En France, le saumon est devenu un symbole de repas de fête. On le voit partout en fin d’année. Sur les marchés, en grande surface, sur les plateaux traiteur. Pour beaucoup, c’est presque un marqueur social. Un produit “noble” qui fait tout de suite chic sur la table.
Résultat : chaque Français consomme en moyenne autour de 4 kg de saumon par an.

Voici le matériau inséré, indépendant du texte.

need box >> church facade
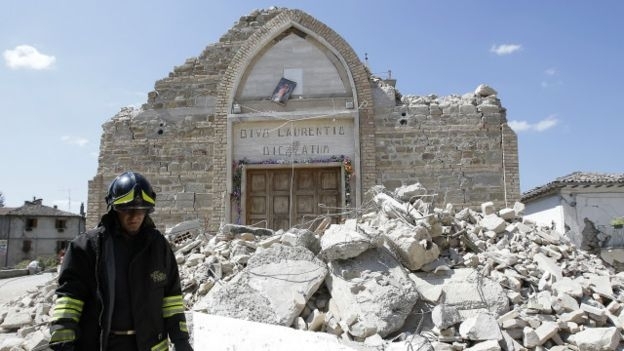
[87,8,520,231]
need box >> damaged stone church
[87,8,520,231]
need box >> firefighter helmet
[106,172,156,212]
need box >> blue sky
[0,0,624,212]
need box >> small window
[26,218,37,231]
[55,219,67,231]
[22,240,32,253]
[56,240,69,253]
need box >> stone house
[87,7,520,230]
[521,172,624,252]
[0,199,85,267]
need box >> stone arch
[212,9,376,226]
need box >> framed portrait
[271,78,297,105]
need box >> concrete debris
[0,183,624,351]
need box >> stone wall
[87,8,520,231]
[375,83,520,208]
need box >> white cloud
[4,45,56,70]
[507,121,531,132]
[544,68,557,76]
[61,135,89,146]
[490,44,522,56]
[507,115,559,133]
[533,116,559,132]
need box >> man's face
[115,209,147,235]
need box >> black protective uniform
[50,211,192,351]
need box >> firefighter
[50,172,192,351]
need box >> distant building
[0,199,85,267]
[521,172,624,251]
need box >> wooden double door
[245,166,342,230]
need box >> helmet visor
[112,187,156,209]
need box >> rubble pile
[0,184,624,351]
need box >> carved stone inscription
[232,119,355,162]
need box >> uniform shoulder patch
[150,270,167,283]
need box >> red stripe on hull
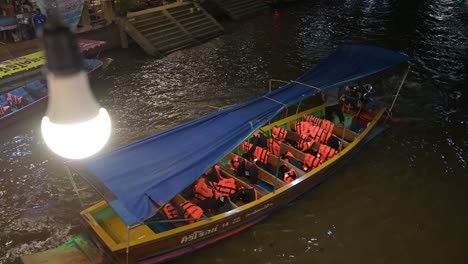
[138,214,268,264]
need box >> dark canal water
[0,0,468,263]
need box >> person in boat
[322,88,344,124]
[180,201,204,224]
[162,202,180,220]
[193,176,227,212]
[228,155,258,184]
[33,8,47,34]
[279,165,299,183]
[0,105,11,117]
[7,93,29,111]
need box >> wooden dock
[209,0,269,20]
[120,2,224,57]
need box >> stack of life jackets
[283,168,298,183]
[296,135,314,152]
[242,141,270,164]
[271,126,288,142]
[180,201,203,224]
[294,121,332,144]
[303,115,335,132]
[282,151,301,168]
[267,138,280,156]
[302,153,323,172]
[163,203,180,220]
[212,178,237,196]
[317,144,338,162]
[228,155,258,184]
[205,164,223,182]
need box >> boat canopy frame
[67,45,409,227]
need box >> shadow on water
[0,0,468,263]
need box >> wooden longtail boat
[23,45,408,263]
[0,38,106,93]
[0,58,112,128]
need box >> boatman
[322,88,344,124]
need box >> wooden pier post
[101,0,115,25]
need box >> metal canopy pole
[268,79,289,92]
[291,80,322,92]
[387,65,411,118]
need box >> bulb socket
[42,12,83,76]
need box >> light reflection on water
[0,0,468,263]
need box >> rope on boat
[145,217,211,224]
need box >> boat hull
[79,110,384,263]
[0,58,112,129]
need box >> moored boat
[0,58,112,128]
[23,45,409,263]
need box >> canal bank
[0,0,468,264]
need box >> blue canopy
[70,45,409,226]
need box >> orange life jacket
[163,203,180,220]
[318,144,338,162]
[271,126,288,142]
[206,164,223,179]
[303,116,335,132]
[242,141,252,153]
[283,168,297,183]
[193,178,220,200]
[296,136,314,151]
[267,138,280,156]
[7,93,23,109]
[283,151,297,162]
[242,141,270,164]
[180,201,203,224]
[254,147,270,164]
[309,125,332,143]
[320,119,335,133]
[302,115,323,126]
[228,155,240,171]
[213,178,237,196]
[0,105,11,117]
[302,153,322,171]
[294,121,312,135]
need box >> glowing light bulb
[41,10,111,159]
[41,71,111,159]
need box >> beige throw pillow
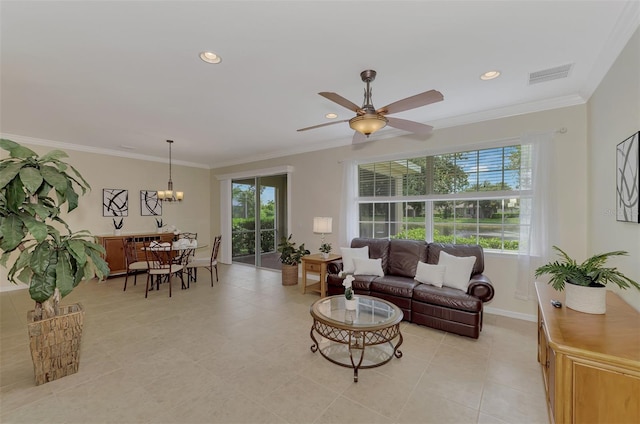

Et dans 99 % des cas, il ne s’agit pas de saumon sauvage, mais bien de saumon d’élevage importé, principalement de Norvège et d’Écosse. Bio ou pas, la plupart de ces poissons passent leur vie dans d’immenses fermes aquacoles en mer.
Plus la demande grimpe, plus les élevages s’agrandissent. En vingt ans, la production mondiale de saumon d’élevage a été multipliée par trois, pour atteindre environ 3 millions de tonnes par an. Cela représente des millions de poissons entassés dans des cages flottantes, nourris, traités, refroidis, pompés, transformés.
Vu de loin, un filet de saumon, c’est juste un poisson. Mais pour arriver jusque dans votre assiette, ce poisson a déjà englouti une énorme quantité d’autres vies marines. Car le saumon est carnivore.
Pour produire environ 1 kg de saumon d’élevage, il faut jusqu’à 6 kg de poissons sauvages pêchés en mer. Ces petits poissons (anchois, sardines, maquereaux, harengs…) sont transformés en farine et huile de poisson pour nourrir les saumons. Vous le sentez venir : cette pratique augmente très fortement la pression de pêche sur les océans.
Concrètement, au lieu de nourrir directement les populations humaines avec ces poissons sauvages, on les détourne pour alimenter des élevages industriels. Moins de poissons pour les oiseaux marins, pour les gros poissons prédateurs, pour les populations côtières qui en dépendent. L’équilibre des chaînes alimentaires marines se fragilise.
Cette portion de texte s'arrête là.